Nel lontano 2002, l’Inps si proponeva di completare la propria trasformazione in una web enabled company. Nello stesso 2002, a stare ai bilanci dell’Istituto, i dipendenti dell’Inps erano poco più di 19 mila a fronte di qualcosa come diciannove milioni di lavoratori assicurati. A vent’anni di distanza, i dipendenti sono diventati poco più di 24 mila: come vent’anni fa, più o meno, mille assicurati per dipendente. Non esattamente quel che ci si sarebbe attesi negli anni della rivoluzione digitale (nonostante l’Inps abbia effettuato investimenti non trascurabili nel campo).

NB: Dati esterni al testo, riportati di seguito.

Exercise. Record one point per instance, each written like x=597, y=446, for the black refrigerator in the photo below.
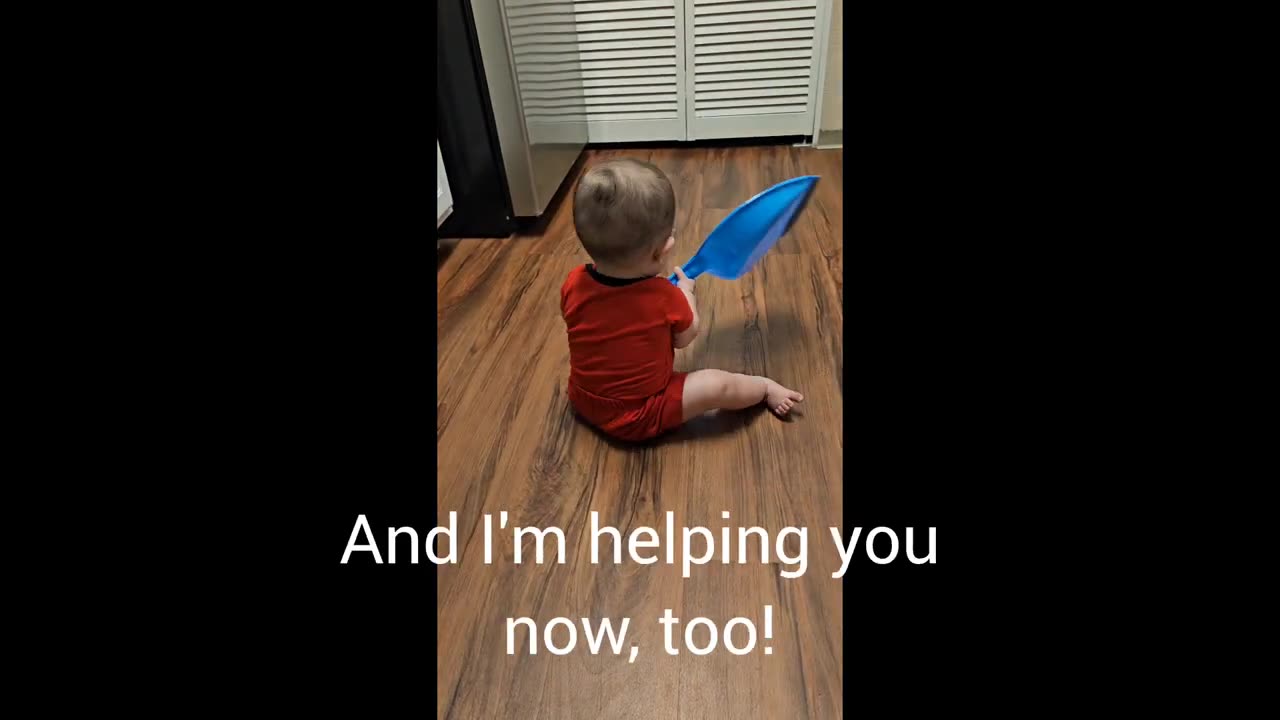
x=504, y=156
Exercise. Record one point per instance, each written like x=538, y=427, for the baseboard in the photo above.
x=830, y=139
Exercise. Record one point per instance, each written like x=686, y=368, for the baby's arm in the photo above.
x=686, y=287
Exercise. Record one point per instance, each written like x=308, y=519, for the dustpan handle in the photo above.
x=693, y=268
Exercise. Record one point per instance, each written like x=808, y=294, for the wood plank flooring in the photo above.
x=507, y=440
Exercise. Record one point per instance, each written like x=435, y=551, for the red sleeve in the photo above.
x=680, y=314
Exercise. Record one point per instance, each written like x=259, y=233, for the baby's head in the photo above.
x=624, y=213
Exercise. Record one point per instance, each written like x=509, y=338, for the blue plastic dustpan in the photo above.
x=750, y=231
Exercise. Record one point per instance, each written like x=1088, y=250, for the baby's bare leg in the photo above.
x=717, y=390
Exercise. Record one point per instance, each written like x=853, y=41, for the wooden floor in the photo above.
x=508, y=441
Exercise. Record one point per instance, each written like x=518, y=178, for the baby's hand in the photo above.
x=682, y=281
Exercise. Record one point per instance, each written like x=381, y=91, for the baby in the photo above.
x=625, y=318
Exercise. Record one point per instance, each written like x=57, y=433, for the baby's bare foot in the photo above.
x=780, y=399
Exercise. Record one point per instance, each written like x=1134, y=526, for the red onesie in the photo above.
x=621, y=346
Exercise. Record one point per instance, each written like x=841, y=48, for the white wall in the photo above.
x=833, y=89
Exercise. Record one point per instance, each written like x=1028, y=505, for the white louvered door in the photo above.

È avventuroso sostenere che forse, prima di attivare nuove modalità di offrire i servizi, sarebbe opportuno essere in grado di offrirli con la tempestività e l’efficienza che le odierne tecnologie dovrebbero permettere?

   
Non ce ne voglia, dunque, il presidente dell’Inps ma la sensazione è che la brillante iniziativa dell’Inps esponga, in realtà, un problema tipico della nostra Pubblica amministrazione e cioè la tendenza dei suoi vertici a utilizzare l’orario d’ufficio per domandarsi “cos’altro posso fare oltre ciò che dovrei fare?” o anche “quali altri campi posso occupare?” e a occuparsi solo dopo l’orario d’ufficio, e se gli altri impegni lo consentono, di come rendere al meglio – con efficacia ed efficienza – i servizi che costituiscono il core business della Pubblica amministrazione stessa. Il che offre un semplice criterio a un governo che, nei prossimi mesi, sarà impegnato a rinnovare i vertici di enti e amministrazioni fondamentali per il funzionamento del paese: scegliere persone seriamente interessate a, e capaci di, far funzionare la macchina che potrebbero guidare e dar loro come obbiettivo, e fermo restando il vincolo di bilancio, in primo luogo la soddisfazione degli utenti. Ovvio?  Tutt’altro.